Em torno do líder gravita quem aprende e respeita, inspirando-se em suas palavras e comportamento

Liderar rima com pacificar. Virtude cada vez mais rara, a capacidade é genética e aprimorada pela experiência. Há quem ostente o adjetivo na humildade, sendo ouvido e seguido quase por gravidade. Em torno do líder gravita quem aprende e respeita, inspirando-se em suas palavras e comportamento. Para ou bem ou para o mal, como tantas vezes a história registra.

Líder não se impõe. Não aplica a coação como recurso de sedução. Muito menos franze a testa, imposta a voz e, metido num figurino de alfaiataria, organiza a farta cabeleira para valorizar o discurso ensaiado em frente ao espelho. Peroração não para convencer, ser ouvido e entendido, mas para recorte de redes sociais. A claque aplaude nos comentários.

Atribui-se a liderança a quem não merece o cargo. Pior: não reúne os atributos mínimos para exercer a função, exigente em pelo menos um requisito: maturidade. Ao líder que dispara contra seus pares, mente, mas evoca a verdade como princípio, resta a conclusão de que tenta entrar no figurino que não lhe cabe, num inglório esforço para ser notado.

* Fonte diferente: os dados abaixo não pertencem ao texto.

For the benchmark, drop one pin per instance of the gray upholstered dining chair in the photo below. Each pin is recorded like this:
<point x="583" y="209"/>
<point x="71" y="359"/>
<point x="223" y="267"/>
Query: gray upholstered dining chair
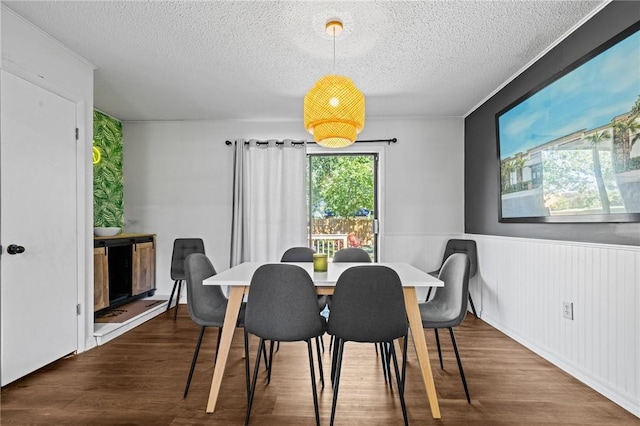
<point x="282" y="306"/>
<point x="348" y="255"/>
<point x="467" y="247"/>
<point x="361" y="290"/>
<point x="182" y="247"/>
<point x="448" y="307"/>
<point x="207" y="303"/>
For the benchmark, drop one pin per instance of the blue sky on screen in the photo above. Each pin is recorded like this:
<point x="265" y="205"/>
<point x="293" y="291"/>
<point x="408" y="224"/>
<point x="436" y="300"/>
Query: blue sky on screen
<point x="588" y="97"/>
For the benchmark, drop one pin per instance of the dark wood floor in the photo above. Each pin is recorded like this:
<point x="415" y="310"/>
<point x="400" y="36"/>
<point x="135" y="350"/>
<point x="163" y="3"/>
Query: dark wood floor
<point x="138" y="379"/>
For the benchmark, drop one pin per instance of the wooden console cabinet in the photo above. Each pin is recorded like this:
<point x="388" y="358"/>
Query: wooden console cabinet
<point x="123" y="269"/>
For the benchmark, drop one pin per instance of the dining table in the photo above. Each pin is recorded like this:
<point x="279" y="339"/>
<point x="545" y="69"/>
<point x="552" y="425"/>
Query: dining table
<point x="238" y="280"/>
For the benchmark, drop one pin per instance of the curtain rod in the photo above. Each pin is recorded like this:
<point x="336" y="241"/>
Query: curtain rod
<point x="388" y="141"/>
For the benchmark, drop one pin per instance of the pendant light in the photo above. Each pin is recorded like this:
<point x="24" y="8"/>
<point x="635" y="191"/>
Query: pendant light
<point x="334" y="107"/>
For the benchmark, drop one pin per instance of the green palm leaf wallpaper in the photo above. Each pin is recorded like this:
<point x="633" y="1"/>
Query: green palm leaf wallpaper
<point x="108" y="194"/>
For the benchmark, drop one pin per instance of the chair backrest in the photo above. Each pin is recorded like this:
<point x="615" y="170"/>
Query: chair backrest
<point x="351" y="254"/>
<point x="282" y="304"/>
<point x="451" y="300"/>
<point x="298" y="254"/>
<point x="368" y="305"/>
<point x="183" y="247"/>
<point x="467" y="247"/>
<point x="207" y="303"/>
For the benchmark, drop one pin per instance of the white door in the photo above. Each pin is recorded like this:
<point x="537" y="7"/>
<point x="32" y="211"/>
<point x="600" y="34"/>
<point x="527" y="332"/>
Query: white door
<point x="37" y="214"/>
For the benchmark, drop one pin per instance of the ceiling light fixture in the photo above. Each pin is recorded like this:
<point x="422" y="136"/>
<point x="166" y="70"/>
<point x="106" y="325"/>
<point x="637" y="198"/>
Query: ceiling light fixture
<point x="334" y="107"/>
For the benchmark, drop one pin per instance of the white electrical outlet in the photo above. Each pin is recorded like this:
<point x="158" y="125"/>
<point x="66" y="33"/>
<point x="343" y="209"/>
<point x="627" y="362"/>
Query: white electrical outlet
<point x="567" y="310"/>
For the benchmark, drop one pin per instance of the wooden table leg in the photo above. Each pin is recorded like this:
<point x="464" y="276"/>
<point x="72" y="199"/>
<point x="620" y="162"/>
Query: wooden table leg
<point x="230" y="319"/>
<point x="417" y="332"/>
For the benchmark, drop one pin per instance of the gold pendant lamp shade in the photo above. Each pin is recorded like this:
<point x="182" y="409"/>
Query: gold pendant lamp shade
<point x="334" y="111"/>
<point x="334" y="107"/>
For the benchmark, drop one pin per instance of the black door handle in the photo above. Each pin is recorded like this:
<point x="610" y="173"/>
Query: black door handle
<point x="15" y="249"/>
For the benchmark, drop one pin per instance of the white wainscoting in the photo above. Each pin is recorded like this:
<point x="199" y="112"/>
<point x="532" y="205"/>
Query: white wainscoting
<point x="522" y="283"/>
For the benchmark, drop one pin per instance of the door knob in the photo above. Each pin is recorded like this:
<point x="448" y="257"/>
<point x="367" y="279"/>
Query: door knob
<point x="15" y="249"/>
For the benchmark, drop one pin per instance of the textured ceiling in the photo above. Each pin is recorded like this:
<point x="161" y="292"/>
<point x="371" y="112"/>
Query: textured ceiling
<point x="169" y="60"/>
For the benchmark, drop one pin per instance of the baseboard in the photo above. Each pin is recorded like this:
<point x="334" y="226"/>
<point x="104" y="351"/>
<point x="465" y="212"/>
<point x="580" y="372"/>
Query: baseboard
<point x="105" y="332"/>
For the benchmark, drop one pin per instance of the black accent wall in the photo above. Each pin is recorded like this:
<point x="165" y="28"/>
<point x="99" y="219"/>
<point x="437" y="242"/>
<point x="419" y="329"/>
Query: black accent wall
<point x="481" y="155"/>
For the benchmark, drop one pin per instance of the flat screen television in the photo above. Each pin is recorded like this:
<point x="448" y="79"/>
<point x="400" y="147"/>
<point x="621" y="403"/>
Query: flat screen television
<point x="569" y="150"/>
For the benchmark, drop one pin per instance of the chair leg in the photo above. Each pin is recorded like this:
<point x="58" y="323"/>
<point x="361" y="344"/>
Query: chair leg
<point x="340" y="349"/>
<point x="334" y="360"/>
<point x="255" y="379"/>
<point x="246" y="363"/>
<point x="173" y="290"/>
<point x="392" y="349"/>
<point x="386" y="363"/>
<point x="318" y="339"/>
<point x="175" y="314"/>
<point x="473" y="308"/>
<point x="193" y="362"/>
<point x="313" y="379"/>
<point x="435" y="330"/>
<point x="404" y="358"/>
<point x="455" y="348"/>
<point x="269" y="362"/>
<point x="382" y="359"/>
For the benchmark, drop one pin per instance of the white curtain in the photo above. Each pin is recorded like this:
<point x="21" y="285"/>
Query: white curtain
<point x="269" y="200"/>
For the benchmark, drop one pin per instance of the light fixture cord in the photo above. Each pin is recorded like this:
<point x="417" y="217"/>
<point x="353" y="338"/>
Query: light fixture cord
<point x="334" y="49"/>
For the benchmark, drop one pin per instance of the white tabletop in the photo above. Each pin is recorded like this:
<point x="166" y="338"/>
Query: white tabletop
<point x="240" y="275"/>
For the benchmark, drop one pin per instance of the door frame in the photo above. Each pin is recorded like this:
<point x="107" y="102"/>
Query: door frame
<point x="365" y="148"/>
<point x="84" y="210"/>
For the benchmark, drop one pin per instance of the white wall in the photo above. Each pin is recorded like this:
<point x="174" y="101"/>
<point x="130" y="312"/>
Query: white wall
<point x="520" y="287"/>
<point x="34" y="56"/>
<point x="178" y="177"/>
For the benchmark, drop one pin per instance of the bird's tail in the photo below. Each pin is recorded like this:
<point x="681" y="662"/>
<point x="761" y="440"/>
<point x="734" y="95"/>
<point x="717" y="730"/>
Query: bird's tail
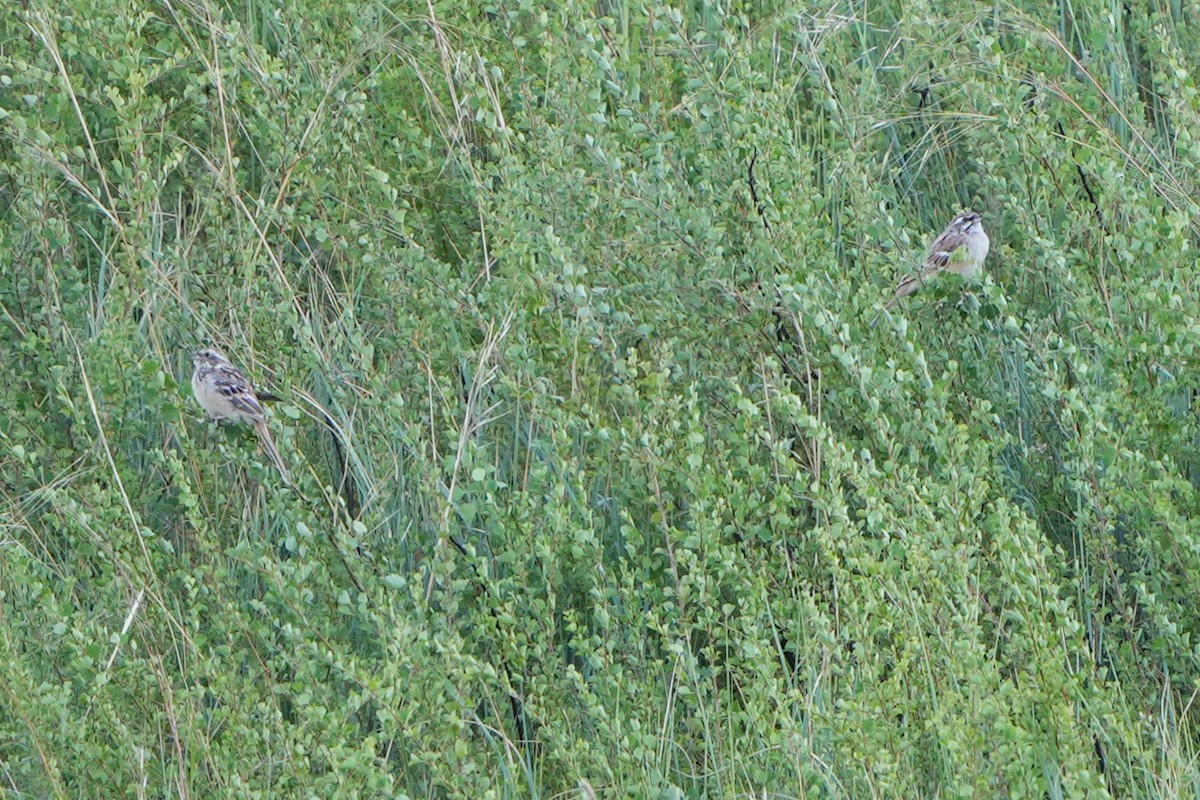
<point x="273" y="452"/>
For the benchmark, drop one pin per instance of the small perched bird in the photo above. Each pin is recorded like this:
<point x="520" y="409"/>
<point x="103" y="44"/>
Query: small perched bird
<point x="225" y="394"/>
<point x="960" y="250"/>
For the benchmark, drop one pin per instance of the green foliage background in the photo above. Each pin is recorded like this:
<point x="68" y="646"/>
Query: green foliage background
<point x="719" y="536"/>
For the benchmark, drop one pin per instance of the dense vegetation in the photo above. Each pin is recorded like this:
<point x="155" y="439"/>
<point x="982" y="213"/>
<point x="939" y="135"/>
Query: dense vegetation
<point x="605" y="485"/>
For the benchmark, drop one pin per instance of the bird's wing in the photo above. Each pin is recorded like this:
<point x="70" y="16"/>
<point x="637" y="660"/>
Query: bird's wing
<point x="233" y="385"/>
<point x="948" y="248"/>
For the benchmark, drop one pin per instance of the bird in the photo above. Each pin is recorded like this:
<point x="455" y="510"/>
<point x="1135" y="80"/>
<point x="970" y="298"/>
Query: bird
<point x="225" y="394"/>
<point x="961" y="250"/>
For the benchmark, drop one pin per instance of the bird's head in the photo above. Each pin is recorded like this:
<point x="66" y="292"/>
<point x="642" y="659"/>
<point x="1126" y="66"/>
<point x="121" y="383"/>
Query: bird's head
<point x="969" y="222"/>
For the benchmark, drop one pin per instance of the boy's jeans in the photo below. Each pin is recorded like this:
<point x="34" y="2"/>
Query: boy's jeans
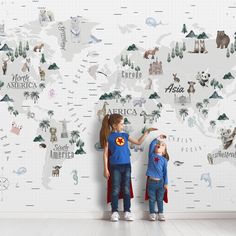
<point x="156" y="193"/>
<point x="121" y="175"/>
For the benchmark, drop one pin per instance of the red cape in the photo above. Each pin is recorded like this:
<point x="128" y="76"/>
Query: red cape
<point x="109" y="185"/>
<point x="165" y="199"/>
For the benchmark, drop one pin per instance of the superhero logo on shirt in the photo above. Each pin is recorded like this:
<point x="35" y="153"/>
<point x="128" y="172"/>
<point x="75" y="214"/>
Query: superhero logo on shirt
<point x="120" y="141"/>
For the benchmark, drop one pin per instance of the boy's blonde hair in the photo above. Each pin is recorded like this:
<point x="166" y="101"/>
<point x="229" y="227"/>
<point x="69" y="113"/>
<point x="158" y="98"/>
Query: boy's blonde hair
<point x="165" y="154"/>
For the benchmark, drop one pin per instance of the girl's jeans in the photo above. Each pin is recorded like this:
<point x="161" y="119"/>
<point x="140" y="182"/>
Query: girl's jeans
<point x="121" y="175"/>
<point x="155" y="193"/>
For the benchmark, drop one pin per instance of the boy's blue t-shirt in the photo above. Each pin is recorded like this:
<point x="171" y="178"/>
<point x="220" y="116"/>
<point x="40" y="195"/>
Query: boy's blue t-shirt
<point x="119" y="147"/>
<point x="157" y="164"/>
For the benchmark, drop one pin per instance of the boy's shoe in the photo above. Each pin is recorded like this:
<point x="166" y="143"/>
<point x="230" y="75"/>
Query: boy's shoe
<point x="115" y="216"/>
<point x="161" y="217"/>
<point x="152" y="216"/>
<point x="128" y="216"/>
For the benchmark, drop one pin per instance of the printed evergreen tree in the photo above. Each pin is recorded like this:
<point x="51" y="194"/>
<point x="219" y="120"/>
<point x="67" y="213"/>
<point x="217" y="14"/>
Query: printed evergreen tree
<point x="16" y="53"/>
<point x="24" y="53"/>
<point x="129" y="63"/>
<point x="173" y="53"/>
<point x="27" y="46"/>
<point x="181" y="53"/>
<point x="42" y="60"/>
<point x="227" y="54"/>
<point x="126" y="60"/>
<point x="132" y="65"/>
<point x="12" y="58"/>
<point x="232" y="48"/>
<point x="184" y="29"/>
<point x="1" y="84"/>
<point x="20" y="49"/>
<point x="168" y="58"/>
<point x="177" y="49"/>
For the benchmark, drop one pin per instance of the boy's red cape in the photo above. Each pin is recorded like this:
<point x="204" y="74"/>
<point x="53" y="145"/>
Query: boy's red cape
<point x="109" y="185"/>
<point x="165" y="199"/>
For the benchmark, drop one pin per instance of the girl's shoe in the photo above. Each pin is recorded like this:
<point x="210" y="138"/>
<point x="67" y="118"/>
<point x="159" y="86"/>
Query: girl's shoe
<point x="161" y="217"/>
<point x="128" y="216"/>
<point x="115" y="216"/>
<point x="152" y="217"/>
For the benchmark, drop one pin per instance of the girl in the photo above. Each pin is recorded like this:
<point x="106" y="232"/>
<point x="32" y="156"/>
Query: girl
<point x="157" y="176"/>
<point x="115" y="141"/>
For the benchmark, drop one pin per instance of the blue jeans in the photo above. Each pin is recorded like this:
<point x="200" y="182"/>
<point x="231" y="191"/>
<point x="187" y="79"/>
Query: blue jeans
<point x="121" y="176"/>
<point x="156" y="193"/>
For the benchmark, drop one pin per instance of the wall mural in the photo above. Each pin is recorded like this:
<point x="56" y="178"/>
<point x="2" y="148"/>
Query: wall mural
<point x="61" y="73"/>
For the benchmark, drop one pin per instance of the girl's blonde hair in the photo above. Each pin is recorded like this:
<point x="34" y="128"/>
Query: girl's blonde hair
<point x="107" y="125"/>
<point x="165" y="154"/>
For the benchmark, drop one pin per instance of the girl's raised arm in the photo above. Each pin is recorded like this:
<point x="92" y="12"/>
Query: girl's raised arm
<point x="141" y="139"/>
<point x="105" y="161"/>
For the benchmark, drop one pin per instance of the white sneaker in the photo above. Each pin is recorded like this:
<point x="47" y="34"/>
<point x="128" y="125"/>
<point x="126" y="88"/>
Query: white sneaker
<point x="115" y="216"/>
<point x="128" y="216"/>
<point x="161" y="217"/>
<point x="152" y="216"/>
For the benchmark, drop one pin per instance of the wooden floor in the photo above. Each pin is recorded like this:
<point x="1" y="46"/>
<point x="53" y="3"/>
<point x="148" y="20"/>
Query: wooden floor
<point x="71" y="227"/>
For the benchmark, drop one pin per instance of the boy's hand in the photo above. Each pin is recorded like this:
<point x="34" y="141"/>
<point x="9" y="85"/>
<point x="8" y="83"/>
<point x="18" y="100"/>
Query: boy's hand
<point x="161" y="137"/>
<point x="106" y="174"/>
<point x="151" y="129"/>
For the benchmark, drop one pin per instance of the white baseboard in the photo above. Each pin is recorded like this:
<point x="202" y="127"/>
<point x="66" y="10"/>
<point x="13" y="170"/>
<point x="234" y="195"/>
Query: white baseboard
<point x="106" y="215"/>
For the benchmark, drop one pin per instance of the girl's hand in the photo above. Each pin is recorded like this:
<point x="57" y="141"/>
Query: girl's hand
<point x="161" y="137"/>
<point x="151" y="129"/>
<point x="106" y="174"/>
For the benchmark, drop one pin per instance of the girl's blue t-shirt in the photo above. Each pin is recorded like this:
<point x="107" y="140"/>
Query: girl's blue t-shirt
<point x="119" y="148"/>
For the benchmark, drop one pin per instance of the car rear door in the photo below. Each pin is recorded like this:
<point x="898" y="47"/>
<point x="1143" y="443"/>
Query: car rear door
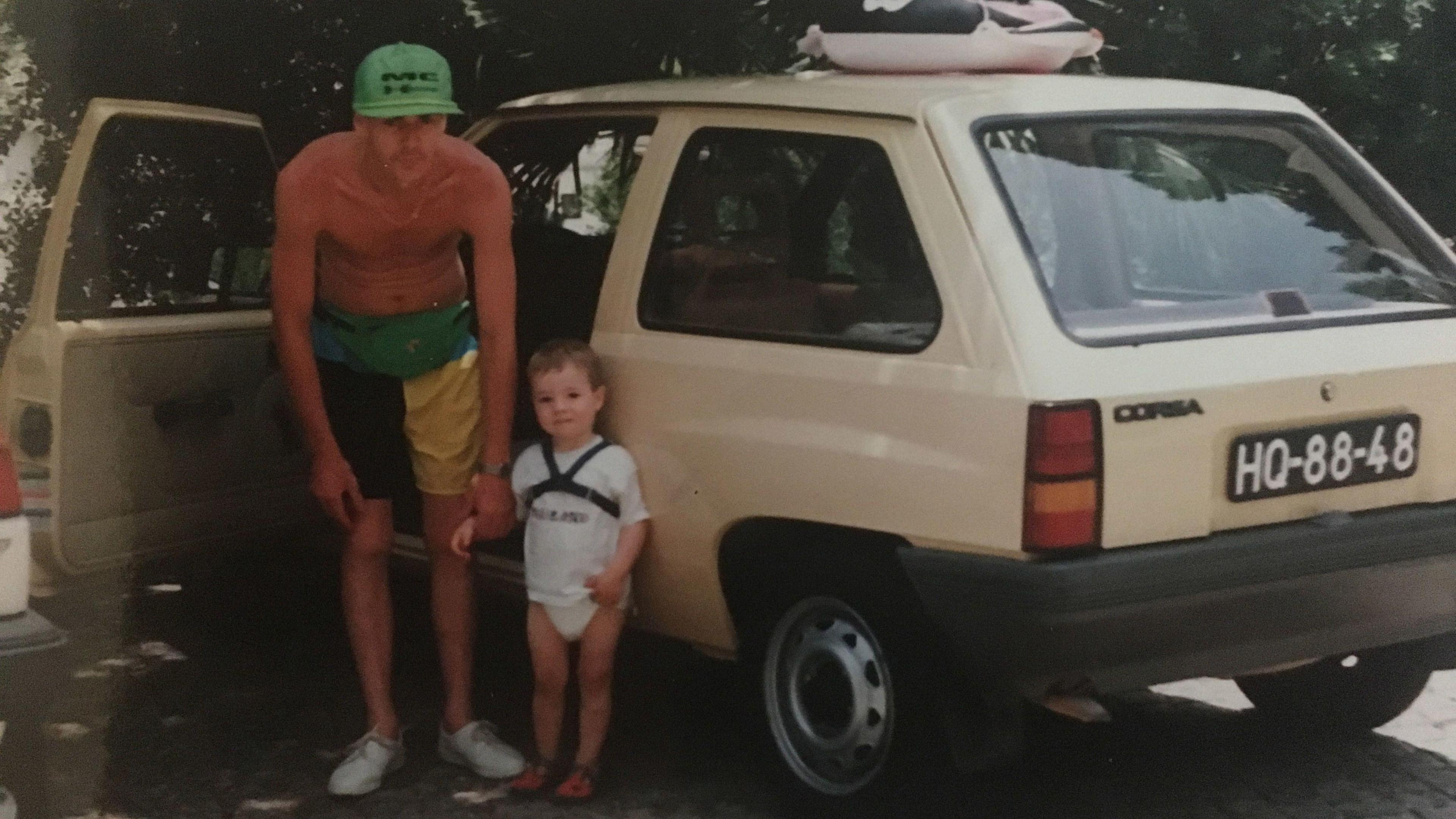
<point x="143" y="394"/>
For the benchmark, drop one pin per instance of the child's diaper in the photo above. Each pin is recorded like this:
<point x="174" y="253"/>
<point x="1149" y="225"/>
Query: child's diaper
<point x="571" y="621"/>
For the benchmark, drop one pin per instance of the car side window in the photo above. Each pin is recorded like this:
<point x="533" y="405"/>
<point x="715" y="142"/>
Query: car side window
<point x="790" y="237"/>
<point x="570" y="180"/>
<point x="174" y="218"/>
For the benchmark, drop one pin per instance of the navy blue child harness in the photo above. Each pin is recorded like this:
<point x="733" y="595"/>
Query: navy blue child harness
<point x="565" y="482"/>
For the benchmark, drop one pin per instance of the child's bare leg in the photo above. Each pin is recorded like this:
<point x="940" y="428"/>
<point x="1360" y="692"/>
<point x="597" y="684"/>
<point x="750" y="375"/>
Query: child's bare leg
<point x="599" y="648"/>
<point x="552" y="667"/>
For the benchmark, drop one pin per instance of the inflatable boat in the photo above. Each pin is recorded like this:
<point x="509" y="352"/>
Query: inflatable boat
<point x="950" y="36"/>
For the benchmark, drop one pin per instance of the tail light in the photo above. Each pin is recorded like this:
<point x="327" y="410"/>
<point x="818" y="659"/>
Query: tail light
<point x="1064" y="508"/>
<point x="11" y="503"/>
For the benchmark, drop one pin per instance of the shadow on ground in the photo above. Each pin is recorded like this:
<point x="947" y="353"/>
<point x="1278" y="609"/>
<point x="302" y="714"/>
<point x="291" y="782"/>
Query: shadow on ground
<point x="223" y="687"/>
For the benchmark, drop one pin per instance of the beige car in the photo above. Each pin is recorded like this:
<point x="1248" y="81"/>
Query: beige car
<point x="948" y="394"/>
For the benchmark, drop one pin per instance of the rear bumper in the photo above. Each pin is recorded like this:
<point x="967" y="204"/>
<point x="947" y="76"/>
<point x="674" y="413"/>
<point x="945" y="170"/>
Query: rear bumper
<point x="1212" y="607"/>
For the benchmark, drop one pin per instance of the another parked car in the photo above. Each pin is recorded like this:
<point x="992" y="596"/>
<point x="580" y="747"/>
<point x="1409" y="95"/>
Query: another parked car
<point x="948" y="394"/>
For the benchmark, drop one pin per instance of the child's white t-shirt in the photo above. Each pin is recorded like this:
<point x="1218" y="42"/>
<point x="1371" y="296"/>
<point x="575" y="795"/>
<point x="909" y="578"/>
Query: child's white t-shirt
<point x="568" y="538"/>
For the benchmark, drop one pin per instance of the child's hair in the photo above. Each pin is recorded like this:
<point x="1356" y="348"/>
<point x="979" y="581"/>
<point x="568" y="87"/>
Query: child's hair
<point x="561" y="352"/>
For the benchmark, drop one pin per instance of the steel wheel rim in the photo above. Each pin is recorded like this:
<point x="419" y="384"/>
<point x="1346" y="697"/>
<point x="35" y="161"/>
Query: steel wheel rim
<point x="829" y="696"/>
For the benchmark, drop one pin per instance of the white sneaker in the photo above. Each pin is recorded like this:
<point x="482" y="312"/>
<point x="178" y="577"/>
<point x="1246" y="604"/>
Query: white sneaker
<point x="370" y="760"/>
<point x="480" y="750"/>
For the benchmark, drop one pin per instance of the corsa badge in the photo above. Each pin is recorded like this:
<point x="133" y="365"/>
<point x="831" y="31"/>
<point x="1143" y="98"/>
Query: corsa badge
<point x="1156" y="410"/>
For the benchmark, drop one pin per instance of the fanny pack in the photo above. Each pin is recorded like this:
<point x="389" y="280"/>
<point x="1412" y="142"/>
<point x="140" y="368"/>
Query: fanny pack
<point x="404" y="346"/>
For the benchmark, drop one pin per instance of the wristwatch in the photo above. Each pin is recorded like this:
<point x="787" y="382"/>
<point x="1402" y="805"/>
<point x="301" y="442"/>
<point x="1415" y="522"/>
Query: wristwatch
<point x="499" y="470"/>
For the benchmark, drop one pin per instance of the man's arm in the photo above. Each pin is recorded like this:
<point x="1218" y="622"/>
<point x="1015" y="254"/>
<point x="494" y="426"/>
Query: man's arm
<point x="293" y="292"/>
<point x="490" y="228"/>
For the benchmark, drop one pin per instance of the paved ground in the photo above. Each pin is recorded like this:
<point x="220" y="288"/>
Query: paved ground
<point x="223" y="689"/>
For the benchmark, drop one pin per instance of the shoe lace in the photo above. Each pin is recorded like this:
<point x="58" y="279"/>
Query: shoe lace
<point x="357" y="747"/>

Há que se reconhecer que, mesmo na penugem, existe alguma precocidade, virtudes observáveis na trajetória apressada e conquistada no charme e alguma competência. Mas há um teto para a subida e pior: quando se bate lá, a tendência é perder a sustentação e estolar, com o chão como serventia do destino.

Parece que o líder apertado no traje de grife, pouco preocupado com o exercício qualificado do mandato, reproduz comportamento que alcança alguns dos seus pares, não na exigência com o figurino impecável, mas no desprezo aos representados, ou seja, o povo, aquele que outro vereador referiu-se como rico e, portanto, indiferente ao aumento de tributos. Oremos!